I will continue to pray for a way to open his heart. In the mean time I find it very hard to not join in conversation with the women from Mosque when they speak of children's experiences or ideas and I must sit quiet and not share my own. My husband doesn't see it as lying but withholding facts.


Posted By: Abu Loren
Date Posted: 23 May 2015 at 11:30am
It seems to me that he is ashamed of you and I suspect that he only married you for the green card.

Divorce him then put him and his mother on the first flight back to Pakistan.

-------------
La Ilaha IllAllah


Posted By: abuayisha
Date Posted: 23 May 2015 at 9:11pm
Originally posted by ConvPakWife ConvPakWife wrote:


My daughter is now saying that since I cannot make decisions on my own and watch my grandson then she will move wherever and not inform me and I won't see him again for long time.


Are you able to make monthly financial contributions to your daughter? Even if small amounts, this will ensure that you see her and your grandson, as well as contributing to their well-being.


Posted By: fais
Date Posted: 27 November 2015 at 8:00pm
Assalam Alaikum,

Its hard to give a clear suggestion as one who is present can decide who is right and wrong (your daughter or husband) First thing there is no Islamic compulsion on your husband to support your children from previous marriage unless it was mentioned in the Marriage contract. There is no need to lie about your children as he married to you knowing that you have 3 children. He cannot cut the ralation of womb as it is a big sin as mentioned in Quran. When Prophet S.A.W Married Umm Salama, she kept conditions before Nikah. she said I am a ver self respected lady and this may be dislike by you second she has children from her previous marraige.

Prophet replied he will pray that her self respect does not come in between his relation with her and about her children he said he will consider them as his own children. And she accepted his Proposal

So you may give these example but cannot force him to accept their responsibility.


Posted By: ConvPakWife
Date Posted: 12 December 2015 at 4:44pm
Greetings and thank you all for your replies.
Update on situation is that although everyone from mosque still does not know I have grown daughters, my husband is at a level of acceptance. We recently hosted Thanksgiving dinner and all three of my daughters and parents came. He was sociable to my daughter who he had previous problem with. She and my grandson even spent the night and Eveything went very well.
My daughter is still in bad situation of living with other people. She still associates with people who are not the best morals. I cannot change that but only give her advice.
My daughter has become calmer since that stressful time which makes being around her less confrontational.

I cannot do anything to help her financially since my husband works with the cash flow in home.

I'm sure my husband isn't just with me for the greencard. It's been 10 yrs and he hasn't left me yet even though he makes enough money to leave me a few years ago.

I know my husband may sound like a bad man but he is not. He just chooses who in our local area doesn't get to know facts about my past.

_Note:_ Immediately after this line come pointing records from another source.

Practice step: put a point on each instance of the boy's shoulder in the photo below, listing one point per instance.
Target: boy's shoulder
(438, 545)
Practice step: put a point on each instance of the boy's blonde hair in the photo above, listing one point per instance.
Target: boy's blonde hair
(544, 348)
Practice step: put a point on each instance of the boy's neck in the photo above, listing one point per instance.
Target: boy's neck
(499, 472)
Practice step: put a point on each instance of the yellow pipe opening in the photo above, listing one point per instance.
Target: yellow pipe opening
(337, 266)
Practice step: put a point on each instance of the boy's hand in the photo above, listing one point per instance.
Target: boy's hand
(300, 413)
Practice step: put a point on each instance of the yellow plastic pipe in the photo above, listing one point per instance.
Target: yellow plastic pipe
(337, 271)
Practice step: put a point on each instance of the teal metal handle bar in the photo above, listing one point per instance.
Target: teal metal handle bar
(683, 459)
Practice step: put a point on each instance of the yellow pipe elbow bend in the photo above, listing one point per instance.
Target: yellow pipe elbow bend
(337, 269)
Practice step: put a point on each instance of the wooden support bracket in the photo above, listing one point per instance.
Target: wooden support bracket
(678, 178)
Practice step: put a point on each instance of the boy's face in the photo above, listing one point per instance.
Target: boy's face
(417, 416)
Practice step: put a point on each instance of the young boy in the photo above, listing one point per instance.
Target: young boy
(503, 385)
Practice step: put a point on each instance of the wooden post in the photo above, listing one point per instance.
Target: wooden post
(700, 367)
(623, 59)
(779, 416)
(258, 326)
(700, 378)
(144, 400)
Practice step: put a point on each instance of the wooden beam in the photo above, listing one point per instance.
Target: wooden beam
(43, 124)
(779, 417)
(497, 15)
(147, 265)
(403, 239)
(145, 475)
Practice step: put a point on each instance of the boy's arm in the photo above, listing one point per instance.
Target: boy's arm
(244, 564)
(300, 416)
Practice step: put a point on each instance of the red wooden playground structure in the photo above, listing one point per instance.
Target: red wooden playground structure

when I first came to this site I was under stress and was fearful for my grandson. Things have a way of balancing out. I can only pray that in time things get righted. I know I will lose some acquaintances at mosque if and when they find out about my children. I will accept it and hope for the best. Inshallah
Thank you again all for your insight and wisdom




Posted By: fais
Date Posted: 16 December 2015 at 6:44pm
Asslama Alikum,

My suggestion to you is, try to bring your children to Islam, its a beautiful way of living. Work on your grandchild to bring him close to Islam. I think this way peace will be there in their hearts.